Towards Efficient Deep Learning Models for Facial Expression Recognition using Transformers

Date

2023-12-01

Department

Program

Citation of Original Publication

Safavi, Farshad, Kulin Patel, and Ramana Kumar Vinjamuri. “Towards Efficient Deep Learning Models for Facial Expression Recognition Using Transformers.” In 2023 IEEE 19th International Conference on Body Sensor Networks (BSN), 1–4, 2023. https://doi.org/10.1109/BSN58485.2023.10331041.

Rights

© 2023 IEEE. Personal use of this material is permitted. Permission from IEEE must be obtained for all other uses, in any current or future media, including reprinting/republishing this material for advertising or promotional purposes, creating new collective works, for resale or redistribution to servers or lists, or reuse of any copyrighted component of this work in other works.

Subjects

Abstract

Facial expression recognition (FER) is crucial in various healthcare applications, including pain assessment, mental disorder diagnosis, and assistive robots that require close interaction with humans.
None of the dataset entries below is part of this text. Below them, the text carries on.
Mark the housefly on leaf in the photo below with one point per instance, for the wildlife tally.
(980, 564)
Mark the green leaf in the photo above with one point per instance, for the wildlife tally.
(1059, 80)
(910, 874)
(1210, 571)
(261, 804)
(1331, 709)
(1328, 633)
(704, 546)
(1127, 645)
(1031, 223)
While heavyweight deep learning models can achieve high accuracy for FER, their computational cost and memory consumption often need optimization for portable and mobile devices. Therefore, efficient deep learning models with high accuracy are essential to enable FER on resource-constrained platforms. This paper presents a new efficient deep-learning model for facial expression recognition. The model utilizes Mix Transformer (MiT) blocks, adopted from the SegFormer architecture, along with a supplemented fusion block. The efficient self-attention mechanism in the transformer focuses on relevant information for classifying different facial expressions while significantly improving efficiency. Furthermore, our supplemented fusion block integrates multiscale feature maps to capture both fine-grained and coarse features. Experimental results demonstrate that the proposed model significantly reduces the computational cost, latency, and the number of learnable parameters while achieving high accuracy compared with the previous state-of-the-art (SOTA) on the FER2013 dataset.